Freud mit un certain temps avant de découvrir que le transfert était une étape indispensable de la cure, un moyen thérapeutique, " le plus puissant de tous", puisqu'il place l'analyste en présence de l'essentiel de ce qui avait été refoulé.
Au quotidien
Le transfert a lieu le plus souvent dans le cas où l'un des interlocuteurs occupe, par rapport à l'autre, une situation " privilégiée " : rapports malade-médecin, élève-professeur, pénitent-confesseur...

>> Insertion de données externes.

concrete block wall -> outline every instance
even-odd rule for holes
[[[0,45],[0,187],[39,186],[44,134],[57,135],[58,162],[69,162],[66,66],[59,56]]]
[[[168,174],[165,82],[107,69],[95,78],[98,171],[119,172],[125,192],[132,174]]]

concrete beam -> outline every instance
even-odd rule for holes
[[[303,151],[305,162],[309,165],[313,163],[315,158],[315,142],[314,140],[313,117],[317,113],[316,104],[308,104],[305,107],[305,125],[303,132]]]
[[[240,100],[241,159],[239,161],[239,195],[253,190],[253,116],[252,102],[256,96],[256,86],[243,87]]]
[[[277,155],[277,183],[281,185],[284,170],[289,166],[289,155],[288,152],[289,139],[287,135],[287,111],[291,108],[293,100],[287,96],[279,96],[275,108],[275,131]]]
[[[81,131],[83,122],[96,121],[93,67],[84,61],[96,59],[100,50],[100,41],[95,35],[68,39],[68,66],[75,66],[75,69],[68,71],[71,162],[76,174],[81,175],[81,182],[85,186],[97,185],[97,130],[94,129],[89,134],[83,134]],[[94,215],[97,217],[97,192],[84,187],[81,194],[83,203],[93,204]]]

Jung a identifié des " imagos " essentielles au sujet, prototypes issus des premières relations intersubjectives réelles et fantasmatiques avec l'entourage familial (imagos paternelle, maternelle, fraternelle). Ce sont ces archétypes qui vont influencer notre ressenti face à un enseignant, un leader politique, le gourou d'une secte...

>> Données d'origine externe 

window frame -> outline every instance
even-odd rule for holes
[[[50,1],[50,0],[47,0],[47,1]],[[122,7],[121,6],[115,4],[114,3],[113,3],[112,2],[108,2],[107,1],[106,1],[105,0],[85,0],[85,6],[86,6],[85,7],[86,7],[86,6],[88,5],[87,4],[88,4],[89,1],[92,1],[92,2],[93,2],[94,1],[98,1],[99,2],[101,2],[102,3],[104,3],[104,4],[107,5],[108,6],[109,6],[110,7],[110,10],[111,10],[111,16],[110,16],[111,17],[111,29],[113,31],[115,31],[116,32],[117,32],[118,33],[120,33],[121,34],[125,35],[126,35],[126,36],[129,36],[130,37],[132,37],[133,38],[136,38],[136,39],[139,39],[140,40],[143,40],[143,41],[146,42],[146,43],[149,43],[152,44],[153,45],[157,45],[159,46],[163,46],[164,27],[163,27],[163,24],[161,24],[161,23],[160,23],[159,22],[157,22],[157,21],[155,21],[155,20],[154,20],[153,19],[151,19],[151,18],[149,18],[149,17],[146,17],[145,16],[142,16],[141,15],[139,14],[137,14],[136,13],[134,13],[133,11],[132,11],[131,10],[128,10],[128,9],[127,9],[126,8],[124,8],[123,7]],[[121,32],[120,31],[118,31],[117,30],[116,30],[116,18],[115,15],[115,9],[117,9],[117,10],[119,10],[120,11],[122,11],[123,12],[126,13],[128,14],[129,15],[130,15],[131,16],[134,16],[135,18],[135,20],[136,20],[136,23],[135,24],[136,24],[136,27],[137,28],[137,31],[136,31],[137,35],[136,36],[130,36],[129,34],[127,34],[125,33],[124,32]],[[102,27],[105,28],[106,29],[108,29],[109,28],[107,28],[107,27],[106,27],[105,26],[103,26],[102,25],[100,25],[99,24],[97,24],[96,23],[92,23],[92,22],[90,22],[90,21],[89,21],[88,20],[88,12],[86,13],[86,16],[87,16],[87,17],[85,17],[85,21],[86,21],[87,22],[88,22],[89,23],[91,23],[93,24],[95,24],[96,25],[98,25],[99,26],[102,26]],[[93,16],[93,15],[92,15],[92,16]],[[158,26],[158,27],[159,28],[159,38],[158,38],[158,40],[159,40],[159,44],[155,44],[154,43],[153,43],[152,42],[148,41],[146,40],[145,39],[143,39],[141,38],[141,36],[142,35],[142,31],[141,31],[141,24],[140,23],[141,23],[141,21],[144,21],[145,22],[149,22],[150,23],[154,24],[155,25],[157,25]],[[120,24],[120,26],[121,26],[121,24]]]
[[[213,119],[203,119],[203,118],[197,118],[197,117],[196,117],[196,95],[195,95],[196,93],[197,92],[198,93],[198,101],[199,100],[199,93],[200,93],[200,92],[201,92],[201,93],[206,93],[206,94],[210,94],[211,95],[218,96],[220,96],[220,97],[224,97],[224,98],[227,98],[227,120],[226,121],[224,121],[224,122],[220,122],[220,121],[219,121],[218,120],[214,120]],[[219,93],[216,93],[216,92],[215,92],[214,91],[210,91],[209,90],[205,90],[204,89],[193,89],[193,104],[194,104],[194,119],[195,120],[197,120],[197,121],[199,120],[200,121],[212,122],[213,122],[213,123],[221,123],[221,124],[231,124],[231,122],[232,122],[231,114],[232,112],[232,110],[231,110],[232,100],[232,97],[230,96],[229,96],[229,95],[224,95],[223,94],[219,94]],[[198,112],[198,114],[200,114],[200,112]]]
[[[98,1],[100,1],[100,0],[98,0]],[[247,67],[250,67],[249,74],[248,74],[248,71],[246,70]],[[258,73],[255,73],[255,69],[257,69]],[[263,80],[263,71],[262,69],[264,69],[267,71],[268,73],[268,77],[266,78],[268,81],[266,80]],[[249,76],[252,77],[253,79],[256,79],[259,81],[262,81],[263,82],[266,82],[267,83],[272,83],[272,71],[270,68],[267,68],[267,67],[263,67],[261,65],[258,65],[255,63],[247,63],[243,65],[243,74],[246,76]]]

L'affection portée à ses amis entre dans le cadre du transfert positif ordinaire. Le problème survient lors d'aveuglement, de soumission. Il faut alors comprendre l'origine de ce lien.
Transfert
Dans la cure, le transfert se manifeste lorsque le patient se met à témoigner à l'analyste une affection exagérée (transfert positif) ou au contraire une hostilité marquée (transfert négatif). On observe souvent le mélange des deux (ambivalence, culpabilité...).
Ces sentiments, sans rapport avec le vécu actuel, traduisent en fait d'anciens désirs de l'analysant devenus inconscients et que la cure fait resurgir. La cure analytique ne crée donc pas le transfert mais le révèle.
En théorie, le transfert vient du fait que le sujet répète dans le présent certains événements (profondément refoulés) liés à un traumatisme passé. Il y a donc un étroit rapport entre les souvenirs que la cure révèle à la conscience et ceux revécus dans le transfert.
Pour Lacan, il y aurait transfert à partir du moment où l'analysant suppose un savoir à son analyste, plus précisément lorsqu'il suppose un savoir aux dires qu'il dit.
Contre-transfert
Si l'analysant vit le transfert lors de sa cure, l'analyste n'en est pas moins dépourvu de sentiments personnels, de résistances intérieures... qui ne doivent en aucune manière entraver son déroulement. Le contre-transfert est donc constitué par l'ensemble de réactions inconscientes vécues par l'analyste à l'égard de l'analysant et surtout de son transfert.
C'est en ce sens que le contre-transfert de l'analyste peut être une gêne, voire un danger si le thérapeute ne pratique pas son auto-analyse.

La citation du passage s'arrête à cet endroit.